The move, says the St. Louis Journal, is part of the beer giant’s strategy to expand the reach of its own craft-style labels, which include Chicago’s Goose Island and New York’s Blue Point Brewing. By owning distribution in Portland, AB-InBev have an avenue through which to introduce their brands to consumers.
The crowding out of competition may seem unfair to other craft brewers, but in the state of Oregon that’s perfectly legal. Oregon, like about half of all U.S. states, allows brewers to self-distribute or even own distributors, although in principle this contravenes the Three Tier System. In the past, the right to self-distribute has benefitted Oregon’s craft brewers. Now AB-InBev are taking advantage of it too.
And why shouldn’t they? After all, there are signs that consumer tastes are shifting across the rest of the nation, too. This is a threat to big brand brewers, particularly to AB-InBev. In the off-premise, craft beers’ money sales grew 20 percent nationally in 2013, while Anheuser-Busch brands lost market share. For example, in the state of New York, which is the 4th largest U.S. state for beer sales, AB-InBev’s value share of supermarket sales dropped to under 30 percent in the 52 weeks to 6 April 2014, Beer Marketers Insights reports.

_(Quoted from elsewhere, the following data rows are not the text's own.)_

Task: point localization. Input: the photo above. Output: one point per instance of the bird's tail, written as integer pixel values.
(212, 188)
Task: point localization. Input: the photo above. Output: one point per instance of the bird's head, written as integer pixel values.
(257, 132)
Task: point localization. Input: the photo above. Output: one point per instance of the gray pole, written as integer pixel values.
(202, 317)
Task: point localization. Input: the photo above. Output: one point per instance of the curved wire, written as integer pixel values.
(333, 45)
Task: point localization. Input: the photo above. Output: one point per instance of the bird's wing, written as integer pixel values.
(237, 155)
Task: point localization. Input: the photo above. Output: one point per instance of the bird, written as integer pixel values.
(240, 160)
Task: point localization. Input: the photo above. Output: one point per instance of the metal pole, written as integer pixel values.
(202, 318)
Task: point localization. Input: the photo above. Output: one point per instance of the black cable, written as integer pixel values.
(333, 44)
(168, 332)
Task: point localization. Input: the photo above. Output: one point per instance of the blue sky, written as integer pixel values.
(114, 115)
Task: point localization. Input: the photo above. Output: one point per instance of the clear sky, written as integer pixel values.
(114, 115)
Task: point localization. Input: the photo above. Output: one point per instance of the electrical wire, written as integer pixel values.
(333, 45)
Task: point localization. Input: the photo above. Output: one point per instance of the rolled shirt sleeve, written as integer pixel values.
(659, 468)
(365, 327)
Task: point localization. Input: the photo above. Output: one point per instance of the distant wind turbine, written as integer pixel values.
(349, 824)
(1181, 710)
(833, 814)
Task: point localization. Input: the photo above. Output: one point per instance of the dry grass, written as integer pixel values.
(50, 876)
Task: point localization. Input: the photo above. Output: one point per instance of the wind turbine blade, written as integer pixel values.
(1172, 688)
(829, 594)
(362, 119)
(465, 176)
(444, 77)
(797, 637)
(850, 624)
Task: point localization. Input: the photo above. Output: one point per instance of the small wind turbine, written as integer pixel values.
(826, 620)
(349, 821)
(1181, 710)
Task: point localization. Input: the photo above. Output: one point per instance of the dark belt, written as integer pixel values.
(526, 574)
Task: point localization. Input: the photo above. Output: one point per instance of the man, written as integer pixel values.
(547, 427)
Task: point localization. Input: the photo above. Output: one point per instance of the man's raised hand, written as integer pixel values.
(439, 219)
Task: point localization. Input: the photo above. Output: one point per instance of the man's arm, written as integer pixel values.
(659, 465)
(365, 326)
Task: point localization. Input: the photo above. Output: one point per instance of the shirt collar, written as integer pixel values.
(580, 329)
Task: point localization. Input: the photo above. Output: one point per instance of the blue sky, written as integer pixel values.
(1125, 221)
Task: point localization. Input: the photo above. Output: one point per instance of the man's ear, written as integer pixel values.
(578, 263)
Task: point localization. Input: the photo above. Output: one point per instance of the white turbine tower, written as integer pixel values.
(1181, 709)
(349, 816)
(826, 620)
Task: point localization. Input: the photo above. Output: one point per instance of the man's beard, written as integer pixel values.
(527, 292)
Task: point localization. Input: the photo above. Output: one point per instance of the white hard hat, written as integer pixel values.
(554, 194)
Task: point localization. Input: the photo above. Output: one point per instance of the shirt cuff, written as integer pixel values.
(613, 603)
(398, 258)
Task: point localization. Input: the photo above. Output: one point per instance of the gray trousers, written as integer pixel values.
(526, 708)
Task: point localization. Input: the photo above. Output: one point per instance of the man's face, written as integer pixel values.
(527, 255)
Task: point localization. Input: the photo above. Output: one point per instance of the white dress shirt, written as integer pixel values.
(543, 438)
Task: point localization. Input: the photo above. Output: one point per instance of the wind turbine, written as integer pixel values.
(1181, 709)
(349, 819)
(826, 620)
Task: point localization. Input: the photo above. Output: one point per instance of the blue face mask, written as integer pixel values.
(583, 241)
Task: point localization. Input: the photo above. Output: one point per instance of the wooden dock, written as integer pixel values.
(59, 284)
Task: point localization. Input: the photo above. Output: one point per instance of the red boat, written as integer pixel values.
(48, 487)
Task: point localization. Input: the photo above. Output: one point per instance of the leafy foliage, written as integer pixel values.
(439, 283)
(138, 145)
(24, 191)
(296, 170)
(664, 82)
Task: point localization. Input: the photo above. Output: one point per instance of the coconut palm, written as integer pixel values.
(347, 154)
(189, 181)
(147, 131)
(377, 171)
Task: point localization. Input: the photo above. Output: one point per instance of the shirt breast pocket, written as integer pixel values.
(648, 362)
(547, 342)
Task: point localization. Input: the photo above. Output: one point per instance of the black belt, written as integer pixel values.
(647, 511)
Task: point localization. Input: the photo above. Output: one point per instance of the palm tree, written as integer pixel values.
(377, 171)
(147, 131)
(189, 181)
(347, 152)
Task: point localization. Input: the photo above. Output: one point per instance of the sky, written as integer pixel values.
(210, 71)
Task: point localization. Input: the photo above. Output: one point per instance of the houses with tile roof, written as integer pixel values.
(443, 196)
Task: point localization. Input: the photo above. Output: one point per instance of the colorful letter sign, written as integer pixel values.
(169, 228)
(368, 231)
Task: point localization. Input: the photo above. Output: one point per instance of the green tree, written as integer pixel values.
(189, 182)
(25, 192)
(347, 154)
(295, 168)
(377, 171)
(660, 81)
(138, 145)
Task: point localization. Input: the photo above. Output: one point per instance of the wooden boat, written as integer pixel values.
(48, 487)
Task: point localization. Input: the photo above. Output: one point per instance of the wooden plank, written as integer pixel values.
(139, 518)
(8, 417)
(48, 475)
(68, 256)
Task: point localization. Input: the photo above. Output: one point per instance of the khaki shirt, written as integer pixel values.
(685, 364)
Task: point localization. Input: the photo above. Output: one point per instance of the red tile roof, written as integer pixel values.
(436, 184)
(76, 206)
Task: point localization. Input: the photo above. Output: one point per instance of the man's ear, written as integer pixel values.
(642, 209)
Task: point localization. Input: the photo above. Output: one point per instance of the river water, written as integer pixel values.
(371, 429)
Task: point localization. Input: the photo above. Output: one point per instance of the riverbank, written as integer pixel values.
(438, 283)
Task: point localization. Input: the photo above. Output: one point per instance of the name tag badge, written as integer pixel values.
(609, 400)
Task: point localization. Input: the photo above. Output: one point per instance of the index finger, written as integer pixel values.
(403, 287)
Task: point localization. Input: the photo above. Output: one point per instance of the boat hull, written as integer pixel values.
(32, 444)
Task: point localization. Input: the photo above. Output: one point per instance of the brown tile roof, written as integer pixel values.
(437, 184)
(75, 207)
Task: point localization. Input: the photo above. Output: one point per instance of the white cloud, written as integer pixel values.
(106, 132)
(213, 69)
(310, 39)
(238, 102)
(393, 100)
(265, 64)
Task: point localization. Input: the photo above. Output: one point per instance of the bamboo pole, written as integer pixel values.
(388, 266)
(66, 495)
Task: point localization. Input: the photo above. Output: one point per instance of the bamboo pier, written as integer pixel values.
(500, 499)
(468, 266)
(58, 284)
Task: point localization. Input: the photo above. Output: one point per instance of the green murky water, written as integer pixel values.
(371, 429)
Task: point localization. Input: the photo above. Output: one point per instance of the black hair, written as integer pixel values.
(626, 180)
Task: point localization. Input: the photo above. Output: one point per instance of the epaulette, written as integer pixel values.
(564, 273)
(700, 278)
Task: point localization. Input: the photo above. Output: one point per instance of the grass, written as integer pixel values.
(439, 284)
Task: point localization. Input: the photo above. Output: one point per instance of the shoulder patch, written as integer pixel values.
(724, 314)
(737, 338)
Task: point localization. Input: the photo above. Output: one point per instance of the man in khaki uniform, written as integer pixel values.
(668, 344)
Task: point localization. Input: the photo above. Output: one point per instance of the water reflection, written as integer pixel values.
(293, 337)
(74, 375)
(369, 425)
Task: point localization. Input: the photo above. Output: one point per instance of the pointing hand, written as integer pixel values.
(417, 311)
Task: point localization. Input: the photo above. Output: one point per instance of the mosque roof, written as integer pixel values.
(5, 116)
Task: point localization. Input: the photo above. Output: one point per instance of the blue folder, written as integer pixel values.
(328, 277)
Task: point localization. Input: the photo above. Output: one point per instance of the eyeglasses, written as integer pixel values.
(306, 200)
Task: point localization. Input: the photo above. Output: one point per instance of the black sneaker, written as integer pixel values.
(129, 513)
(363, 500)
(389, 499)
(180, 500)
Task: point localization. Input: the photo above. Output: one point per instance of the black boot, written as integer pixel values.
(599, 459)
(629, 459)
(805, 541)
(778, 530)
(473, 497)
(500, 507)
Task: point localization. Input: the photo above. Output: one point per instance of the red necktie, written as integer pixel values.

It’s been estimated that between 2008 and 2014, AB-InBev have lost about 12 million hl in beer sales in the United States. They have been able to mask this fact by growing revenues and improving margins but they may not be able to continue doing this indefinitely. Profit growth mainly came from deal synergies and cost-cutting programmes. “With M&A likely to be slower in global beer, we see margin momentum being more restrained,” Nomura’s analysts already warned in January this year.
Hence, AB-InBev have decided to pull all levers to participate in the craft beer revolution. If that means pushing their own craft beer labels over their competition, well’s what else should they do?
However, at the end of the day, it’s up to consumers which beers they will consume. So the big question is, will consumers embrace a craft-style beer owned by Anheuser-Busch or will they prefer to drink a beer they consider to be the genuine article?